U.S. Embassy and Partners Launch Youth Tennis Program

Brian Greaney, Deputy Chief of Mission (ag.), with primary school children during a tennis lesson

Brian Greaney, Deputy Chief of Mission (ag.), with primary school children during a tennis lesson

Some of the primary school children who enjoyed their tennis lessons

Some of the primary school children who enjoyed their tennis lessons

Dozens of eager children from three different primary schools got the opportunity to swing a tennis racket for the first time yesterday when a new youth tennis program was launched.

Through the project launched by the United States Embassy in association with the Barbados Tennis Association (BTA) and the National Sports Council (NSC), 60 children from three primary schools from underserved areas will get weekly tennis lessons.

The schools that will be taking part in the program will be the Grantley Prescod Primary School (formerly Pine Primary), the Luther Thorne Memorial School and the newly amalgamated Blackman Gollop Primary School (formerly South District and St. David's Primary Schools).

Deputy Chief of Mission (ag.) at the Embassy, Brian Greaney said the program was part of the Embassy's ongoing commitment to engage with young people in Barbados and the Eastern Caribbean.

Greaney urged the children to believe in the "power of sport… to make dreams come true" and hailed American tennis stars Venus and Serena Williams as two "examples of stars for whom sports was a positive alternative when they were young."

Assistant Director of Sport at the NSC, Mona Alleyne also pointed to the Williams sisters as examples for the tennis beginners to aspire to as she noted that the sport had not just health and disciplinary benefits but economic benefits.

"Now you have the opportunity for tennis at this level, take it, grab it, work with it.
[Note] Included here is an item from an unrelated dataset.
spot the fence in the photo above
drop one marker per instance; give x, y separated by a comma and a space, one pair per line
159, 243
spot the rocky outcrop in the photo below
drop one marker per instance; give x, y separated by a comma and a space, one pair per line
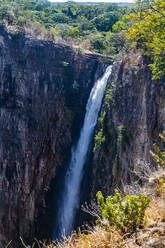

Look at it as an economy builder – later on down the road you might be a millionaire."

BTA Vice-President Patricia Murray gave the students a hint of what was to come later that morning, highlighting the "play and stay" method where "new starter players start playing games from the very first lesson so as to retain more of you in the sport."

Indeed, despite the persistent drizzly conditions, the 32 students who were present for the launch did get the opportunity to play that very morning, as the rain clouds parted shortly before the launch, allowing a fun-filled first lesson.